Embedded IoT Protocols Guide: Transport Protocols
by Exosite, on February 9, 2016
Following last week's post, Featured IoT Protocols Guide: Part I, this week we cover the second protocol to consider during your IoT solution development. Following the internet protocol, the next layer in the stack is the transport layer. This layer is important to consider when creating your IoT strategy because it provides the common features that all higher-level protocols need. This prevents the need to re-implement these features over and over in each application protocol. This section contains a brief explanation of the User Datagram Protocol (UDP) and the Transmission Control Protocol (TCP) transport protocols. Although a transport protocol is usually never a direct requirement, the background information below provides an understanding of the trade-offs between UDP and TCP when selecting between the application protocols and leverage them.
UDP
UDP is the most basic transport protocol and provides just two features on top of IP. The first is data integrity that, through the use of check-sums, ensures that the received data is the same as the data that was sent. The second application muxing that, through the use of port numbers, allows the network stack to direct individual packets back to the application, or subsystem in an IoT product deployment, that requested them.

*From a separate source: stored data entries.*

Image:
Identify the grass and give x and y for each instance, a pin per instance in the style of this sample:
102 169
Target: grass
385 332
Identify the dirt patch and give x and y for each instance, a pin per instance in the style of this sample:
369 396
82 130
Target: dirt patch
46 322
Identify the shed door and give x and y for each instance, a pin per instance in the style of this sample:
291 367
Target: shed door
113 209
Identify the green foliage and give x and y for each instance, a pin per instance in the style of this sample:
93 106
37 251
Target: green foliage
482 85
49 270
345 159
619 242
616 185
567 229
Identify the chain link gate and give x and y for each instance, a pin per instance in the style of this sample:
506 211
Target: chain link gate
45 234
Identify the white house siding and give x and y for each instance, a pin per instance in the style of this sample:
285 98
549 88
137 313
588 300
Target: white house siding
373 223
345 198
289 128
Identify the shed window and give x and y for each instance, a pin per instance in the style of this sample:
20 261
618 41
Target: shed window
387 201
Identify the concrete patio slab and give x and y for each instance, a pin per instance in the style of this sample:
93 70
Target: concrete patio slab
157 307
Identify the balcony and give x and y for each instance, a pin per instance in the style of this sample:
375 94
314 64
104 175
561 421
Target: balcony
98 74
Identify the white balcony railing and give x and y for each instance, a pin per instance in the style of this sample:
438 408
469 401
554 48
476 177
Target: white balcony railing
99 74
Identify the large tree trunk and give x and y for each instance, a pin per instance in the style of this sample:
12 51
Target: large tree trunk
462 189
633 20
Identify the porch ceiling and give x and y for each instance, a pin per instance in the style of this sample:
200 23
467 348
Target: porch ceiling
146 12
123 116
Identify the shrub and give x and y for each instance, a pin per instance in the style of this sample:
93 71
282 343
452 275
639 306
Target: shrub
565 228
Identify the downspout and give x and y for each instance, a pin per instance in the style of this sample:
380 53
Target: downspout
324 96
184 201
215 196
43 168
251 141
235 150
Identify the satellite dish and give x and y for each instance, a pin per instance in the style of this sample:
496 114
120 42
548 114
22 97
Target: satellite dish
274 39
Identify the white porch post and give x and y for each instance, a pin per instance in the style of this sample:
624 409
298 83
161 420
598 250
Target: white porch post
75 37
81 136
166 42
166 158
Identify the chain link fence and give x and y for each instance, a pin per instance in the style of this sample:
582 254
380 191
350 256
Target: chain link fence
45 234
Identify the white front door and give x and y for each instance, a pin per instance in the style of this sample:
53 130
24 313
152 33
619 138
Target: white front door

This relative lack of features makes UDP incredibly simply to implement on top of IP, adding basically no hardware requirements to the application. How ever, it does lack some features that IoT applications are very likely to need, which the higher -level protocols will need to make up for.
TCP
TCP is UDP's big brother. At a high level, it provides reliable delivery of streams of data. It ensures that data is delivered exactly as it was sent and in the order it was sent. It also automatically re-requests any data that was lost or corrupted in transport, in addition to many more subtle features.
A TCP stack is much more complicated than UDP to implement and will require more hardware resources to use. However, this burden is often acceptable, as many applications will require some of the features that TCP provides. With the increasing availability of more powerful hardware to lower costs, the burden of TCP's additional features that are not required in a particular application are becoming less of a factor. There are even hardware network interfaces that include a full TCP stack, offloading all of the transport-level requirements from host devices.